Mesli, a political refugee who has lived in Switzerland since 2000, was detained Aug. 19 at the Swiss-Italian border on a 2002 international arrest warrant issued by Algerian authorities via Interpol.
The legal director of Alkarama Foundation, an independent outfit in Geneva focusing on rights issues in Arab countries, Mesli has been accused of providing "telephone information on a terrorist groups movement," and attempting to "supply terrorist groups with cameras and phones."
In a statement on the arrest, Alkarama said Algerian authorities are "twisiting his [Mesli’s] his work as a human rights lawyer in constant contact with victims of rights abuses and their families."
Amnesty International's asylum specialist Denise Graf told Al Jazeera America that while Tuesday’s hearing "positive" that Mesli’s ordeal is not yet over.
Mesli, she said, was "was given the opportunity to explain his situation and the judge was convinced about the arbitrariness of the whole procedure."
"This was only an intermediary hearing and no decision has been taken yet," said Graf, who had traveled to Italy to attend Mesli’s hearing.
According to a statement issued by Alkarama Foundation after the hearing, Algerian authorities have until Aug. 31 to formally demand Mesli’s extradition. Should that occur, a specialized judge would be appointed to the case - that judge has the authority to rule against the extradition.
But even if the extradition order is not issue by Aug. 31, the international arrest warrant will still remain in effect, meaning Mesli can at any point be subjected to a similar procedure whenever he travels.
Mesli was driving to Italy with his family for a vacation to Florence, Pisa and Siena when he was detained, Mesli told Al Jazeera America.
"I will face ill treatment and other human rights violations [such] as unfair trials," he said, when asked what he would face in the even of being extradited.
Although he knew about the arrest order, Mesli said he’d been able to travel freely until this recent incident.
"I have been controlled [questioned] in several countries … in England, Germany, Hungary, Turkey ... but I was never arrested," he said.
Algerian authorities had previously accused Mesli of terrorism after he worked as part of a legal team defending the Islamic Salvation Front, a banned group, in the 1990s.
He ultimately spent three years in prison on different charges — supporting terrorism.

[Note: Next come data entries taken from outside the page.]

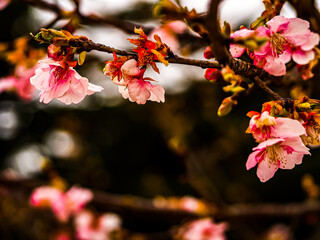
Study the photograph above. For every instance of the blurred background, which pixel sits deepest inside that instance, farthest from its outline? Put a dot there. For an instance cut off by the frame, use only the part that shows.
(177, 148)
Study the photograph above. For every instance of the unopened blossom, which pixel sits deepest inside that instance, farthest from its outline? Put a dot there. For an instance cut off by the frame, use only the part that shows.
(168, 33)
(61, 82)
(237, 50)
(287, 38)
(205, 229)
(113, 68)
(62, 204)
(89, 227)
(136, 88)
(149, 51)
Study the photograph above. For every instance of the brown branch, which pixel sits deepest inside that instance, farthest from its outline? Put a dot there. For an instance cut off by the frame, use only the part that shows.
(265, 88)
(144, 208)
(218, 46)
(89, 45)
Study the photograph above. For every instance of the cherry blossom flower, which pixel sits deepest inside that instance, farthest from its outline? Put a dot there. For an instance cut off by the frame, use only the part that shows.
(205, 229)
(149, 51)
(301, 54)
(276, 153)
(287, 38)
(237, 50)
(136, 88)
(62, 204)
(61, 82)
(88, 227)
(263, 126)
(311, 122)
(19, 83)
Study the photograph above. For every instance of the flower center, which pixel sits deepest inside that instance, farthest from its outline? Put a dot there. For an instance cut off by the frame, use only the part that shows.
(278, 43)
(59, 74)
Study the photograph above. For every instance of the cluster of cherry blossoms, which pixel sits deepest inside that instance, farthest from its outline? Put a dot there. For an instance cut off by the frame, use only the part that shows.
(69, 204)
(128, 73)
(282, 140)
(56, 78)
(24, 58)
(286, 39)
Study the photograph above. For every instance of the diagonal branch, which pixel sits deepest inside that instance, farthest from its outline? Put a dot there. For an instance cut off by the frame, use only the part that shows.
(223, 56)
(89, 45)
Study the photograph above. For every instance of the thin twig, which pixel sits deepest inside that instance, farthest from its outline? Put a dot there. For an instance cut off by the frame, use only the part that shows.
(89, 45)
(136, 205)
(218, 46)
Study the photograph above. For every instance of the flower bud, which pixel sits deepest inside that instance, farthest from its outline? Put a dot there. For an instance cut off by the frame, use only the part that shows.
(226, 106)
(213, 75)
(208, 53)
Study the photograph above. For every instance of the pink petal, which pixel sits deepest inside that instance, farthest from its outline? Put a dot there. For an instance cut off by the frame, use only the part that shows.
(302, 57)
(279, 24)
(265, 48)
(291, 161)
(236, 50)
(77, 198)
(266, 169)
(77, 90)
(274, 66)
(7, 83)
(125, 93)
(92, 88)
(58, 90)
(109, 222)
(297, 145)
(177, 26)
(242, 33)
(267, 143)
(252, 162)
(286, 127)
(138, 91)
(130, 68)
(298, 31)
(285, 57)
(312, 41)
(157, 93)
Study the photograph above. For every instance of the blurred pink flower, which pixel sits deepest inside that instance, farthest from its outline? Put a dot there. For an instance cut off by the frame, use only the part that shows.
(62, 204)
(301, 54)
(88, 227)
(205, 229)
(136, 88)
(62, 83)
(20, 83)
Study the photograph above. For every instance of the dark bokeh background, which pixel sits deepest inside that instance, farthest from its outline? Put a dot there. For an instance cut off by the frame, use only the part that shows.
(177, 148)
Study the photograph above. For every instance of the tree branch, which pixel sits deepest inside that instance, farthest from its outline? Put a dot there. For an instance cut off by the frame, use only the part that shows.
(145, 208)
(223, 56)
(89, 45)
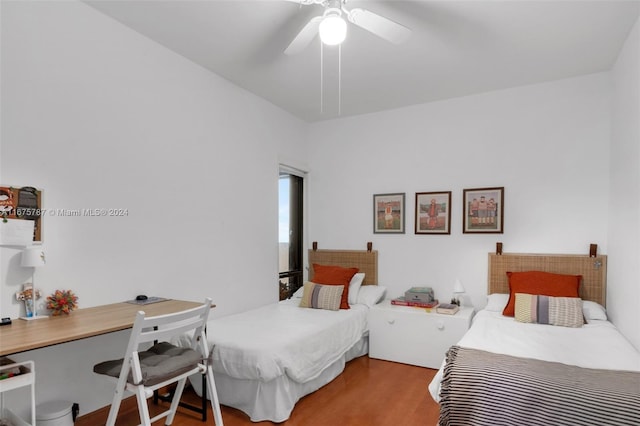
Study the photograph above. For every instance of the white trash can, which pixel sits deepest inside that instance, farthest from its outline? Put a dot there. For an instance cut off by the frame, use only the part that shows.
(54, 413)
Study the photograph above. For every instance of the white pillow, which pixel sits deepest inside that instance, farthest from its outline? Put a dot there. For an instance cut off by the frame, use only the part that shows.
(371, 294)
(593, 310)
(496, 302)
(354, 287)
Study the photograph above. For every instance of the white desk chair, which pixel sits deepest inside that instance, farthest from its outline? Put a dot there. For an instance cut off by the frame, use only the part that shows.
(144, 372)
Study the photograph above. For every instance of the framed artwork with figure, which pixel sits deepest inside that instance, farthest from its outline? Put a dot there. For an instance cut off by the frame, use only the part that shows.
(433, 213)
(483, 211)
(388, 213)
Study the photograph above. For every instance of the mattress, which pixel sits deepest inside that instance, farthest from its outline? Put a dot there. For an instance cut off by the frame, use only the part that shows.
(283, 339)
(596, 345)
(266, 359)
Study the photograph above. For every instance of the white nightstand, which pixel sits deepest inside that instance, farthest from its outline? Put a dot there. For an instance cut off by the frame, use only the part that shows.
(412, 335)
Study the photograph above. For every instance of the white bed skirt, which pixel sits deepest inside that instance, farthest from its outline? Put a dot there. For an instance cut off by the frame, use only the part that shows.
(274, 400)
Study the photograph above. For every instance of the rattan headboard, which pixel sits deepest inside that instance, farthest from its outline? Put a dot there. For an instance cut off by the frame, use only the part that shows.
(592, 269)
(366, 261)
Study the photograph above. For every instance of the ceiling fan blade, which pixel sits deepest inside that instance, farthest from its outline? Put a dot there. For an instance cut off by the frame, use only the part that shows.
(305, 2)
(304, 37)
(379, 25)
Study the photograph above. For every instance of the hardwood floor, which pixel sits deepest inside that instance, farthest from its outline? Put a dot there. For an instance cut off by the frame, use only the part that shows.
(369, 392)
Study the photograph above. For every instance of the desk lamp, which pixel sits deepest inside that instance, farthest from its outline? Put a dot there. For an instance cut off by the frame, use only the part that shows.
(33, 257)
(458, 289)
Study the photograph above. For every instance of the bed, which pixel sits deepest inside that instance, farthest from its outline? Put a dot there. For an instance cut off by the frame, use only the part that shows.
(266, 359)
(513, 372)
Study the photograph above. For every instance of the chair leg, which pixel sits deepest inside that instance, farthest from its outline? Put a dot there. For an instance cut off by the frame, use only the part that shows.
(115, 403)
(143, 408)
(177, 395)
(213, 395)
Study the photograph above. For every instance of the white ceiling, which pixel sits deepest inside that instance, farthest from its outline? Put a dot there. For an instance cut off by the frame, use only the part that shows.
(457, 48)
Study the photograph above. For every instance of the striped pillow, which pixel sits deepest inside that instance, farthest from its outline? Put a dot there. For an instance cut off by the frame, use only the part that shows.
(562, 311)
(319, 296)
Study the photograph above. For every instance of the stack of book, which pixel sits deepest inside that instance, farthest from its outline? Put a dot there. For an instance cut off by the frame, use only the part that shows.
(447, 308)
(402, 301)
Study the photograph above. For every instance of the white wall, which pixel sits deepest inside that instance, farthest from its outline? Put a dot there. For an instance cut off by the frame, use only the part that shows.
(101, 117)
(547, 144)
(624, 208)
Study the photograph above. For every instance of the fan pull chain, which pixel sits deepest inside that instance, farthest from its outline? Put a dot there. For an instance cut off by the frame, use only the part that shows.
(321, 77)
(339, 79)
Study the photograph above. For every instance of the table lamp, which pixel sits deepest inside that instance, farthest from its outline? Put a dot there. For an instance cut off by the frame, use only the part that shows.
(458, 289)
(33, 257)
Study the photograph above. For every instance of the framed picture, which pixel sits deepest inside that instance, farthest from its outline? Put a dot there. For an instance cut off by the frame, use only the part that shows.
(483, 211)
(433, 212)
(388, 213)
(20, 212)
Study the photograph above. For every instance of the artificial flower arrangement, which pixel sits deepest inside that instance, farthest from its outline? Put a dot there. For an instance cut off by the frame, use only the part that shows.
(62, 301)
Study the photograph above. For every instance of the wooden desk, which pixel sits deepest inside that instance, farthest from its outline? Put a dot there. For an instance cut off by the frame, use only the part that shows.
(24, 335)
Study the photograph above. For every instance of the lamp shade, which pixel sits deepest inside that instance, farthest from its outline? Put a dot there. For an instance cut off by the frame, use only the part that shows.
(32, 257)
(333, 29)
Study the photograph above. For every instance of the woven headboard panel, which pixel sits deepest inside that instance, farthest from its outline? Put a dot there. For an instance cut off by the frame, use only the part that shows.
(592, 269)
(366, 261)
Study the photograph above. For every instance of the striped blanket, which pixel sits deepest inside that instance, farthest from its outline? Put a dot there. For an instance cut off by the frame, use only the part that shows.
(485, 389)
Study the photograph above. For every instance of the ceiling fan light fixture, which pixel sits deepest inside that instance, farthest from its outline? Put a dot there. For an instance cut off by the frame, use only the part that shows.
(333, 29)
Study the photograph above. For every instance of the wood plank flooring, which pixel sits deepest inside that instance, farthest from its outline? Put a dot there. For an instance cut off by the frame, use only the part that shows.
(369, 392)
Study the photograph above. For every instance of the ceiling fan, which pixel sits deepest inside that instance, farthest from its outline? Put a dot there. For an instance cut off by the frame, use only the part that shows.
(332, 28)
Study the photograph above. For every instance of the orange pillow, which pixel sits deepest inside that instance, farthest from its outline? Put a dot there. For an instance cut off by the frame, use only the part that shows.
(335, 275)
(541, 284)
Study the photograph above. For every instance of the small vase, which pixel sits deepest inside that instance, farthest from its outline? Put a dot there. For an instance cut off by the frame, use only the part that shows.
(28, 306)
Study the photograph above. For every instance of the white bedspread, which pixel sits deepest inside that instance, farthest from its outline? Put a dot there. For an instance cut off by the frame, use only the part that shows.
(597, 344)
(282, 338)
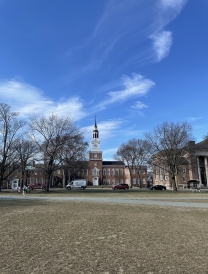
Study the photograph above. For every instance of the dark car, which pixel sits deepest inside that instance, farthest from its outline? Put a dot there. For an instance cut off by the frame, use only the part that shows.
(194, 184)
(120, 186)
(158, 187)
(37, 186)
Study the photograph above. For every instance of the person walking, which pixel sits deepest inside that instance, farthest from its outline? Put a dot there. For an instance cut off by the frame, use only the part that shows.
(24, 190)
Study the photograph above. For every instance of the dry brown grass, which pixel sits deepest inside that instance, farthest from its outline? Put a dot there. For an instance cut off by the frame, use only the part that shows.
(72, 237)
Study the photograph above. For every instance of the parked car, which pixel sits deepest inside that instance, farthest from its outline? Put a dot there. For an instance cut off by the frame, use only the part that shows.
(194, 184)
(37, 186)
(120, 186)
(77, 184)
(158, 187)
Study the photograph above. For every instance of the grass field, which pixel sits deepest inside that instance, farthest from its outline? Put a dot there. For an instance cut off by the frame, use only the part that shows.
(78, 237)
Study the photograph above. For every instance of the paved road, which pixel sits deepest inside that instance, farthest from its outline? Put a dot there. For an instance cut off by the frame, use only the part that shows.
(139, 201)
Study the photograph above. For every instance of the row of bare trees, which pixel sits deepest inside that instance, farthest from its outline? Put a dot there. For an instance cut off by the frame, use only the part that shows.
(167, 146)
(52, 141)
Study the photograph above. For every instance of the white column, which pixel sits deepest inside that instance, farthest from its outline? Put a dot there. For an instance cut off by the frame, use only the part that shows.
(199, 173)
(64, 179)
(206, 168)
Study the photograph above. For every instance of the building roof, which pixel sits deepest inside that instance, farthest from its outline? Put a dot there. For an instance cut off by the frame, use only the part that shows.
(113, 163)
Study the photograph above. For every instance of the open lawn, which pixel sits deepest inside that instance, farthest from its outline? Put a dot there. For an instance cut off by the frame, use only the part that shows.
(83, 237)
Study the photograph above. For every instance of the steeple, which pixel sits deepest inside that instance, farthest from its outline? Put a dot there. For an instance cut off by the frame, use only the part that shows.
(95, 143)
(95, 134)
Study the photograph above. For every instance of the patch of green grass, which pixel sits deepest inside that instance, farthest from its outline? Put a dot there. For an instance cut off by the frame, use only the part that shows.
(73, 237)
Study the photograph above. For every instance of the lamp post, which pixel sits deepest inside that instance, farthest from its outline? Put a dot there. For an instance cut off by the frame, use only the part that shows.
(35, 178)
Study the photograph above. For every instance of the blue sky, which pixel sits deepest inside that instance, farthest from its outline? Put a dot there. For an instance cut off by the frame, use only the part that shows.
(132, 63)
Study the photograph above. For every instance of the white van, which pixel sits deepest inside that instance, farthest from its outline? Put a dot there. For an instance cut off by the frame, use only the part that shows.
(77, 184)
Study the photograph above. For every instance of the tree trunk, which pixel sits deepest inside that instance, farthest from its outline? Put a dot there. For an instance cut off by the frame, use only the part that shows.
(174, 184)
(48, 182)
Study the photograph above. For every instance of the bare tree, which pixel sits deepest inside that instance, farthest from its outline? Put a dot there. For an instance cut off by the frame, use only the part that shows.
(9, 135)
(135, 153)
(205, 137)
(170, 151)
(75, 156)
(26, 150)
(52, 134)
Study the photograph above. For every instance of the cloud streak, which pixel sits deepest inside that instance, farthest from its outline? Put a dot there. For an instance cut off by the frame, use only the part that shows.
(27, 100)
(130, 87)
(162, 42)
(139, 105)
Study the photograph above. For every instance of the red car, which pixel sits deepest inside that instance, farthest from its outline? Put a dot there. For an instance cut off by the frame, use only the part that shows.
(37, 186)
(120, 186)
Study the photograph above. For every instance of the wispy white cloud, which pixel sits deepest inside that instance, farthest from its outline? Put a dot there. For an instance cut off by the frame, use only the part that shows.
(139, 105)
(176, 5)
(162, 42)
(193, 119)
(134, 21)
(27, 100)
(129, 87)
(106, 128)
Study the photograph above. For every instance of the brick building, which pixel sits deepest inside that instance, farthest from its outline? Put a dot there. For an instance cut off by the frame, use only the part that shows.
(98, 172)
(196, 169)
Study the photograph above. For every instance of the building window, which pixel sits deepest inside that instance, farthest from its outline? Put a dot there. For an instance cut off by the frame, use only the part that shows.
(108, 171)
(126, 171)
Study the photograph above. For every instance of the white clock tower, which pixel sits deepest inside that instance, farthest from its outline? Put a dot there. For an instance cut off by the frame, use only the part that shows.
(95, 143)
(95, 157)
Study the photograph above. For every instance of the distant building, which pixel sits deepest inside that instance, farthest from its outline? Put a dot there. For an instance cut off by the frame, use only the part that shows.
(196, 169)
(98, 172)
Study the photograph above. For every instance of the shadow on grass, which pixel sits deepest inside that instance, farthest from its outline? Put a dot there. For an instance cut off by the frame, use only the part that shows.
(21, 203)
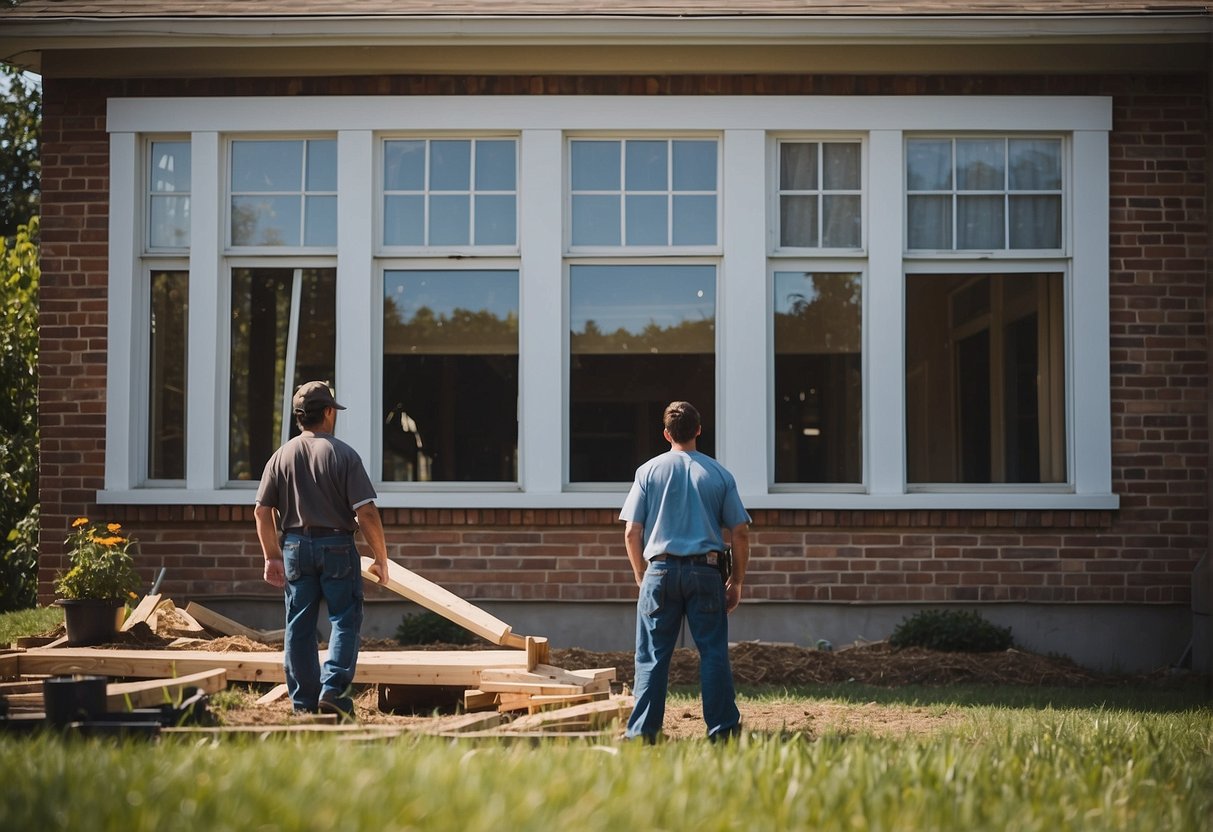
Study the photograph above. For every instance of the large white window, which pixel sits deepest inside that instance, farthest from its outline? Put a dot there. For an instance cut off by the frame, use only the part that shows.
(877, 302)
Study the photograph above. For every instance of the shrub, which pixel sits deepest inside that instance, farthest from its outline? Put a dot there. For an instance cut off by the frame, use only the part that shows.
(950, 630)
(431, 628)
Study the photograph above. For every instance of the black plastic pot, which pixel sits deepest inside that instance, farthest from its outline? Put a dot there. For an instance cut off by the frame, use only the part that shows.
(91, 621)
(70, 699)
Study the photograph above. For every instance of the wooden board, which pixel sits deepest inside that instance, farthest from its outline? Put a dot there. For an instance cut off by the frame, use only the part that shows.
(425, 667)
(124, 695)
(142, 613)
(434, 598)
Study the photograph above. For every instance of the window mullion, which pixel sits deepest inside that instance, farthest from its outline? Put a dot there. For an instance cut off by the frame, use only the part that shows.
(884, 319)
(206, 398)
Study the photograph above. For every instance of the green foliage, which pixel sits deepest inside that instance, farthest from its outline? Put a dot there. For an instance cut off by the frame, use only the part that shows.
(950, 630)
(102, 566)
(428, 627)
(996, 769)
(18, 420)
(21, 121)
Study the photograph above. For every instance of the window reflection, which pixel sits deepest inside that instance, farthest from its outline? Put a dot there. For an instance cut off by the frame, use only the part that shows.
(641, 337)
(450, 376)
(818, 377)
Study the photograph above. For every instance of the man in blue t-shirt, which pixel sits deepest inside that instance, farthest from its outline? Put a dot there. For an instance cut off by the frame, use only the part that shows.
(676, 512)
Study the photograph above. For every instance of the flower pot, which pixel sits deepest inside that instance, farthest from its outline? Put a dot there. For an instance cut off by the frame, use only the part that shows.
(74, 697)
(91, 621)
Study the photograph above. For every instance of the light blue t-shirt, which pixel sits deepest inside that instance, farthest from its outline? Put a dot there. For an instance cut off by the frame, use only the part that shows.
(683, 499)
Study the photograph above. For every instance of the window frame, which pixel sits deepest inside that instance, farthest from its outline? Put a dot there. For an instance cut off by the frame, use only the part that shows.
(744, 126)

His 1997 trial was described by rights groups of having violated international standards for a fair trial.
Amnesty International’s Graf said she’d be surprised if Italy moved to extradite Mesli.
"It would be particularly surprising because the government under which Rachid Mesli has been judged in an unfair trial is still in place," she said.
The rights group routinely calls attention to Algeria’s rights violations.